Momentum Mamba addresses the Vanishing Gradient Problem, a common issue in training deep neural networks, by incorporating momentum into the Mamba architecture. Traditional gradient descent can struggle with long sequences due to exponentially decaying gradients; momentum helps to accelerate gradient descent in the relevant direction and dampens oscillations. This is achieved by adding a fraction of the previous update vector to the current update vector, effectively accumulating velocity. By maintaining this ‘momentum’, the model can continue updating weights even when the current gradient is small, thereby improving gradient stability and enabling more effective learning, particularly in long-range dependencies within sequential data. This technique allows for more robust training and improved performance compared to standard Mamba implementations.

The integration of momentum into Momentum Mamba introduces second-order dynamics, effectively modeling the rate of change of the state alongside the state itself. This is achieved by accumulating a velocity vector that considers both the current gradient and the previous velocity, expressed as $v_t = \beta v_{t-1} + (1 – \beta) \nabla L(\theta_t)$. This mechanism allows the model to dampen oscillations and accelerate convergence during training, particularly beneficial when dealing with the complexities inherent in time series data. By considering not just the current error but also the history of updates, the model becomes more responsive to changes in the input sequence and exhibits enhanced stability, preventing abrupt shifts in the learned parameters.

Evaluations of Momentum Mamba on established Human Activity Recognition (HAR) datasets demonstrate significant performance gains. Specifically, the model achieved 98.43% accuracy on the MuWiGes dataset and 75.49% accuracy on the MMAct dataset. These results indicate that the integration of momentum enhances the model’s ability to accurately classify activities within these benchmark datasets, providing empirical validation of its effectiveness in HAR tasks.

Evaluations on the UESTC-MMEA-CL dataset demonstrate a statistically significant performance increase with Momentum Mamba. Specifically, Momentum Mamba achieved an accuracy improvement of +3.63% when compared to the Vanilla Mamba model on this dataset. This result indicates that the integration of momentum within the Mamba architecture contributes to a more robust and accurate model, particularly when applied to complex datasets like UESTC-MMEA-CL, which is designed to test the ability to model challenging time-series data.

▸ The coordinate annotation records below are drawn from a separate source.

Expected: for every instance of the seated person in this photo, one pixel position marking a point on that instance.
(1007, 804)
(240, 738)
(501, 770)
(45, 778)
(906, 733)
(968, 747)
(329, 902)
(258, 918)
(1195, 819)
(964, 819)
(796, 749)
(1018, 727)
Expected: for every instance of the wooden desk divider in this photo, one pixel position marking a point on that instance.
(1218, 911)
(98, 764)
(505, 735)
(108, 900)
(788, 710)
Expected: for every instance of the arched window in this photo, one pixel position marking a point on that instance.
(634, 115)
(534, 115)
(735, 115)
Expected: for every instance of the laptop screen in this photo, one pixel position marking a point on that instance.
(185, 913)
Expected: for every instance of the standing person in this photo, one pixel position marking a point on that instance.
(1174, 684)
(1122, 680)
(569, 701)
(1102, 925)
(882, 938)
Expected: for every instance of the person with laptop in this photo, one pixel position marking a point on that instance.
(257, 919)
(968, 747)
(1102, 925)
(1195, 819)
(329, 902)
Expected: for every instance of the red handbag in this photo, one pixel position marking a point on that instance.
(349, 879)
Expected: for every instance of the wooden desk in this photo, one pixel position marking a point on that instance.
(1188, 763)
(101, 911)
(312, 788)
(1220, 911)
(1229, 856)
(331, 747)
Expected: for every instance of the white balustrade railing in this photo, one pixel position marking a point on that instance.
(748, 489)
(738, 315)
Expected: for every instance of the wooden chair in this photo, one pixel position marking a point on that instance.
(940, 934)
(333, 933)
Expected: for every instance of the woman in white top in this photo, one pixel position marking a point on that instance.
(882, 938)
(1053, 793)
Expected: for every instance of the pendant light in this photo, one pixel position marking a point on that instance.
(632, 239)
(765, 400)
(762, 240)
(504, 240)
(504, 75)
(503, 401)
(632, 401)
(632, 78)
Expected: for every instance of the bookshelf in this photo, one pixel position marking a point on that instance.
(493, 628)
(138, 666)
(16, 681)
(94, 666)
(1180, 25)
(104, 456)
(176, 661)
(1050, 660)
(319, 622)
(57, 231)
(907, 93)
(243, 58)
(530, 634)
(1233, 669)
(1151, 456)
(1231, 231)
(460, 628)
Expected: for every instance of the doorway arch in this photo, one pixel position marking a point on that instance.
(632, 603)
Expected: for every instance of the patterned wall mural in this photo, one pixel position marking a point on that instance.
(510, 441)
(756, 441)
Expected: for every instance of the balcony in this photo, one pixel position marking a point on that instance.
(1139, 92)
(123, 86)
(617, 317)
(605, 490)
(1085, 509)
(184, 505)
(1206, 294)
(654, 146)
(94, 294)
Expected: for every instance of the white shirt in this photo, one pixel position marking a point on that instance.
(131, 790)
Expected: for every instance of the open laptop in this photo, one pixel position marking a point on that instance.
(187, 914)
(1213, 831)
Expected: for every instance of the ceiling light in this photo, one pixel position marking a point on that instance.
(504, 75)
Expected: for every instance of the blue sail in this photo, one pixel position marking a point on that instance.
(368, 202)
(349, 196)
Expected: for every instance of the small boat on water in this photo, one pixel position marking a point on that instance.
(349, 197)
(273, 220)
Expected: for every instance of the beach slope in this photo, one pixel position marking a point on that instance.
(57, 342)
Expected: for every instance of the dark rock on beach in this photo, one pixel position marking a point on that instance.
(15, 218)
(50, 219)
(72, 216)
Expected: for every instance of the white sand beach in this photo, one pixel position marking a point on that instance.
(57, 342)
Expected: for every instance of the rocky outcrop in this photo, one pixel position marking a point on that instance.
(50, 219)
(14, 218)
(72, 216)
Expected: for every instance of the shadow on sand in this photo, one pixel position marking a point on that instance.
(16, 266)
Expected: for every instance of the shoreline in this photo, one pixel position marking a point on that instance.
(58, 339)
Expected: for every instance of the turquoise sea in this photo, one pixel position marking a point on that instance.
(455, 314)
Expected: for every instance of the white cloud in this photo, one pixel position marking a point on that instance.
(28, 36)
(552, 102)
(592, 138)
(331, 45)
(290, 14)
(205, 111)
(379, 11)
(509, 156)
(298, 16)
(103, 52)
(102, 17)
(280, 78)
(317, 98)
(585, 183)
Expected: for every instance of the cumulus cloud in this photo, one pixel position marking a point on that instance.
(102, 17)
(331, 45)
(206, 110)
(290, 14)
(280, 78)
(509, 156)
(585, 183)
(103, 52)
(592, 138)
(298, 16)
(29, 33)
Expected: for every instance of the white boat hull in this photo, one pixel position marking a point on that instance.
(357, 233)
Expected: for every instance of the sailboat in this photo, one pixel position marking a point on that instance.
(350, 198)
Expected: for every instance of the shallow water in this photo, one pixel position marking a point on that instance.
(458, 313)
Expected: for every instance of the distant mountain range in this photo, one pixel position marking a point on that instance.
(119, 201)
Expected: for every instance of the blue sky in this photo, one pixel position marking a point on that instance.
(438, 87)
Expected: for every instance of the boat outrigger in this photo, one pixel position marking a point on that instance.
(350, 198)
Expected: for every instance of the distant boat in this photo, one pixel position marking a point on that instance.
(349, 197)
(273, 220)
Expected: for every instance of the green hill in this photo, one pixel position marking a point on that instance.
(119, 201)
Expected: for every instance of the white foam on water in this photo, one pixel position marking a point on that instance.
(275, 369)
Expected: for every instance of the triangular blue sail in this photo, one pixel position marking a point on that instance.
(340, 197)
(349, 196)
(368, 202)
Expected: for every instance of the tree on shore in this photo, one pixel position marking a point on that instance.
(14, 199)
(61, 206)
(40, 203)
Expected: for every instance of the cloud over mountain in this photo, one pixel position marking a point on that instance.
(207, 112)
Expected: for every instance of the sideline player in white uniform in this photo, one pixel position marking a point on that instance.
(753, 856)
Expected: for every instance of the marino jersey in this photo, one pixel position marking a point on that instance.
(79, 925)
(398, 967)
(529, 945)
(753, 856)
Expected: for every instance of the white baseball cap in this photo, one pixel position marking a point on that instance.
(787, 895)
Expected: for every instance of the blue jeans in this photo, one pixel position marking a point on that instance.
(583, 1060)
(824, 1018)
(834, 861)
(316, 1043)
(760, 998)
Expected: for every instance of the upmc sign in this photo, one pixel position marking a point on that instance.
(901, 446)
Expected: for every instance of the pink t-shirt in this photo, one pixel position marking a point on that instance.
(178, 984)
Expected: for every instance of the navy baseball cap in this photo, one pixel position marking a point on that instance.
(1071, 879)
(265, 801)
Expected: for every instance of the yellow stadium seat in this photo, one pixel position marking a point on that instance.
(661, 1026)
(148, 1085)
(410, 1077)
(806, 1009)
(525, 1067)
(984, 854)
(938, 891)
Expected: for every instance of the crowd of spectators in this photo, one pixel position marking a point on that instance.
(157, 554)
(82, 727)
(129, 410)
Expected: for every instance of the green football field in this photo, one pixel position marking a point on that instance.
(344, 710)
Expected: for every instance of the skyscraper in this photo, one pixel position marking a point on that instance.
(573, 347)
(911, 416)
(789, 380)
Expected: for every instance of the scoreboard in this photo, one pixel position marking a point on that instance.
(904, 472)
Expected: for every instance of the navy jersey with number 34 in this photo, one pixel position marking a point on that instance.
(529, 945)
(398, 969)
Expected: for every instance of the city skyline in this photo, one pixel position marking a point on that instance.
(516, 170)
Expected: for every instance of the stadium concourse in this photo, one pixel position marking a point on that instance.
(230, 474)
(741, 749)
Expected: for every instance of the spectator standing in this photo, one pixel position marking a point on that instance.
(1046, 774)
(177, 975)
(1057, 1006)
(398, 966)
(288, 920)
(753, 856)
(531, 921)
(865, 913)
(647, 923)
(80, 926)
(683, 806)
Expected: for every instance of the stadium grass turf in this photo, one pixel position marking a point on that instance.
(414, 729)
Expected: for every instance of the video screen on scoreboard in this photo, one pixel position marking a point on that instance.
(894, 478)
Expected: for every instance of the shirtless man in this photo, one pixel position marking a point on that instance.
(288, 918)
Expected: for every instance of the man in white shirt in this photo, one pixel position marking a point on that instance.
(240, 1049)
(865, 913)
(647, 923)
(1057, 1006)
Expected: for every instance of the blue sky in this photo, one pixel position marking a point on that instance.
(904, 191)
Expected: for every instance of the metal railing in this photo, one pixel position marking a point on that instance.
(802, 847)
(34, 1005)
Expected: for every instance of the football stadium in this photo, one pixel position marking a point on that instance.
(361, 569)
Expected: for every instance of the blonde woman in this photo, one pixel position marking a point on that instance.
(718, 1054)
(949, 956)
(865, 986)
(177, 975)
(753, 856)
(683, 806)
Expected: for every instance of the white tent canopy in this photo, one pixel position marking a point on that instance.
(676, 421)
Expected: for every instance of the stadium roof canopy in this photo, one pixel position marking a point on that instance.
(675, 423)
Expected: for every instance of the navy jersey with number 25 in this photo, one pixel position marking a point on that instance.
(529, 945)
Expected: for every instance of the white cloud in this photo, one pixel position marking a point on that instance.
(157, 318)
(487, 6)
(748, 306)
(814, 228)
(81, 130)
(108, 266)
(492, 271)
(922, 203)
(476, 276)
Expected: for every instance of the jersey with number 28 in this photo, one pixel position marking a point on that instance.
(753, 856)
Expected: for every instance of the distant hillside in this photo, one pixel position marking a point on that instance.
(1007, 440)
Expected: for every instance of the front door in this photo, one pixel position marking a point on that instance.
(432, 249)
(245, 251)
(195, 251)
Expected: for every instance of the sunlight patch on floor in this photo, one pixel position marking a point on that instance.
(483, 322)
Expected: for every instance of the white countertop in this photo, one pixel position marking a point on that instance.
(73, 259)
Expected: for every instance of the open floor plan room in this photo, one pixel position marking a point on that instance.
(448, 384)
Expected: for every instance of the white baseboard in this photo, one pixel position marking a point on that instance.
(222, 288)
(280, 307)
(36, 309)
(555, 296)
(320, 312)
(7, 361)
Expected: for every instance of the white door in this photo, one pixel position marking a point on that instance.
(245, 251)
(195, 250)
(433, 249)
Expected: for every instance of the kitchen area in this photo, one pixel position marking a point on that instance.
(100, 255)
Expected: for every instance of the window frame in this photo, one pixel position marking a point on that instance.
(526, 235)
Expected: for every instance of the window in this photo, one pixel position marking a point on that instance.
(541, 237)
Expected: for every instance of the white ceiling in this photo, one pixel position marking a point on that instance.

Complex-Valued Momentum Mamba and Adam Momentum Mamba represent refinements to the core Momentum Mamba architecture. Complex-valued momentum introduces the capability for frequency-selective memory, allowing the model to prioritize and retain information at specific frequencies within the input data. Adam Momentum Mamba integrates the adaptive momentum scaling features of the Adam optimizer, dynamically adjusting the momentum coefficient for each parameter based on its historical gradients. This adaptive scaling improves training stability and convergence speed, ultimately leading to enhanced performance compared to standard momentum implementations. These modifications allow the model to more effectively capture temporal dependencies and improve accuracy on time series data.

A hyperparameter grid search revealed that optimal momentum parameters (beta and alpha) significantly impact test accuracy across the MuWiGes, UESTC-MMEA-CL, and MMAct datasets, as visualized by a heatmap ranging from low (red) to high (green) accuracy.
A hyperparameter grid search revealed that optimal momentum parameters (beta and alpha) significantly impact test accuracy across the MuWiGes, UESTC-MMEA-CL, and MMAct datasets, as visualized by a heatmap ranging from low (red) to high (green) accuracy.

Practical Implications and Future Directions for HAR

The convergence of Momentum Mamba with Inertial Measurement Units (IMUs) is poised to redefine the landscape of Human Activity Recognition (HAR). This integration facilitates remarkably accurate activity classification directly on the sensor, eliminating the need to transmit raw data to the cloud and thus preserving user privacy. Applications span a broad spectrum, from proactive healthcare solutions – such as fall detection and personalized rehabilitation programs – to intuitive human-computer interaction, enabling gesture-based control of devices and immersive virtual reality experiences. By processing data locally, Momentum Mamba not only safeguards sensitive information but also reduces latency, paving the way for real-time applications and broadening the scope of wearable and embedded sensor technologies.

The streamlined architecture of Momentum Mamba facilitates its implementation on devices with limited processing power and memory, opening doors for a wider range of applications in human activity recognition. This efficiency is crucial for extending the reach of wearable sensors – from fitness trackers and smartwatches to medical monitoring systems – and embedding intelligence directly into edge devices. Researchers envision a future where sophisticated activity analysis isn’t confined to cloud servers, but can occur locally, enhancing user privacy and reducing latency. The ability to perform complex computations directly on the device also promises lower energy consumption and increased responsiveness, paving the way for truly ubiquitous and personalized sensing experiences.

Performance evaluations reveal Momentum Mamba completes processing in 0.007 seconds, a slight increase compared to Vanilla Mamba’s 0.0052 seconds. While the difference appears marginal, it represents a crucial trade-off for enhanced accuracy and privacy within human activity recognition (HAR) systems. This timing demonstrates the model’s feasibility for real-time applications, allowing for responsive interactions in areas like healthcare monitoring and human-computer interfaces. Further optimization of the momentum mechanism could potentially bridge this gap, delivering both speed and improved performance, but the current processing time establishes Momentum Mamba as a viable solution for latency-sensitive HAR tasks.

Despite achieving comparable processing speeds to its predecessor, Vanilla Mamba, Momentum Mamba exhibits a slightly increased demand for Video Random Access Memory (VRAM). Evaluations reveal Momentum Mamba consumes 212.41 MB of VRAM during operation, exceeding Vanilla Mamba’s 188.41 MB. While this difference represents a modest increase, it’s a crucial consideration for deployments on devices with limited memory resources. Further optimization of the model architecture and memory management techniques could mitigate this increased VRAM usage, potentially unlocking broader applicability across a wider range of hardware platforms and embedded systems without compromising performance.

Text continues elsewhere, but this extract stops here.